University of Chicago, Chicago, IL, USA

 Statins are 3-hydroxy-3-methylglutaryl coenzyme A (HMG-CoA) reductase inhibitors, which are widely used to lower serum cholesterol levels in the primary and secondary prevention of cardiovascular disease. Recent experimental and clinical evidence suggest that the beneficial effects of statins may extend beyond their cholesterol lowering effects, to include so-called pleiotropic effects. These cholesterol-independent effects include improving endothelial function, attenuating vascular and myocardial remodeling, inhibiting vascular inflammation and oxidation, and stabilizing atherosclerotic plaques. The mechanism underlying some of these pleiotropic effects is the inhibition of isoprenoid synthesis by statins, which leads to the inhibition of intracellular signaling molecules such as Rho, Rac and Cdc42. In particular, inhibition of Rho and one of its downstream targets, Rho kinase (ROCK), may be a predominant mechanism contributing to the pleiotropic effects of statins. Indeed, one of the beneficial effects of statin therapy could be due to inhibitory effects on ROCK.
  Because ROCKs mediate various important cellular functions such as cell shape, motility, secretion, proliferation, and gene expression, it is likely that this pathway will intersect with other signaling pathways known to contribute to cardiovascular disease.

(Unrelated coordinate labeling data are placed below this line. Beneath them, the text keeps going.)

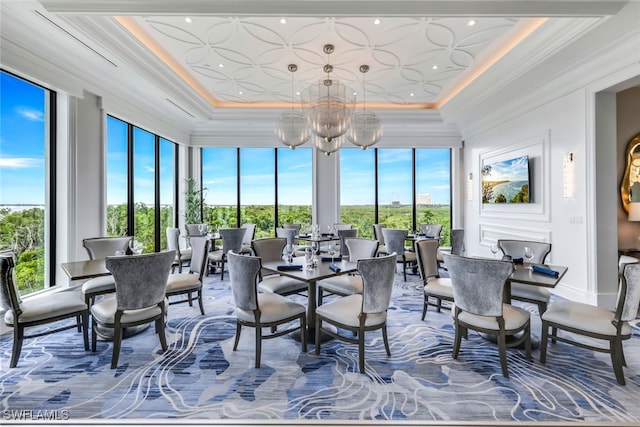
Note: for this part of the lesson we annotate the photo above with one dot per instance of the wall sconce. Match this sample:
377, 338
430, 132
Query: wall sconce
569, 176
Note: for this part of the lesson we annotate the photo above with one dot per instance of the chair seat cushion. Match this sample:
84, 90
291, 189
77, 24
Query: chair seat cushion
281, 285
536, 293
514, 318
440, 288
99, 285
182, 281
48, 305
273, 308
584, 317
105, 310
347, 284
346, 310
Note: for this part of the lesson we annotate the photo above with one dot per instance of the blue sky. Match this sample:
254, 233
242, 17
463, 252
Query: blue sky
22, 164
22, 136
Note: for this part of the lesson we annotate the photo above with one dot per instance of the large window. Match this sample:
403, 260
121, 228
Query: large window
247, 194
141, 171
27, 164
401, 188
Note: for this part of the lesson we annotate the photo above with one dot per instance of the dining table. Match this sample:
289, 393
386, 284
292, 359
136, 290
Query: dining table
323, 270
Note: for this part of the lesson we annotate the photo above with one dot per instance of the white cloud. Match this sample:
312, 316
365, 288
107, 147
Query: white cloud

Indeed, ROCKs have already been implicated in the regulation of vascular tone, proliferation, inflammation, and oxidative stress. While increased leukocyte ROCK activity is associated with endothelial dysfunction, cerebral ischemia, coronary vasospasms, metabolic syndrome, and heart failure, the inhibition of ROCK by statins or selective ROCK inhibitors leads to upregulation of endothelial nitric oxide synthase (eNOS), decreased vascular inflammation, and reduced atherosclerotic plaque formation. However, it is not entirely clear how ROCKs are regulated, what some of their downstream targets are, and whether ROCK1 and ROCK2 mediate different cellular functions. Clinically, inhibition of ROCK pathway is believed to contribute to some of the cardiovascular benefits of statin therapy that are independent of lipid lowering, i.e., pleiotropic effects. To what extent ROCK activity is inhibited in patients on statin therapy is not known, but may have important clinical implications. Indeed, several pharmaceutical companies are already actively engaged in the development of ROCK inhibitors as the next generation of therapeutic agents for cardiovascular disease since evidence from animal studies suggests the potential involvement of ROCK in hypertension and atherosclerosis. Thus, findings from bench to bedside support ROCK as a novel biomarker and therapeutic target for cardiovascular disease.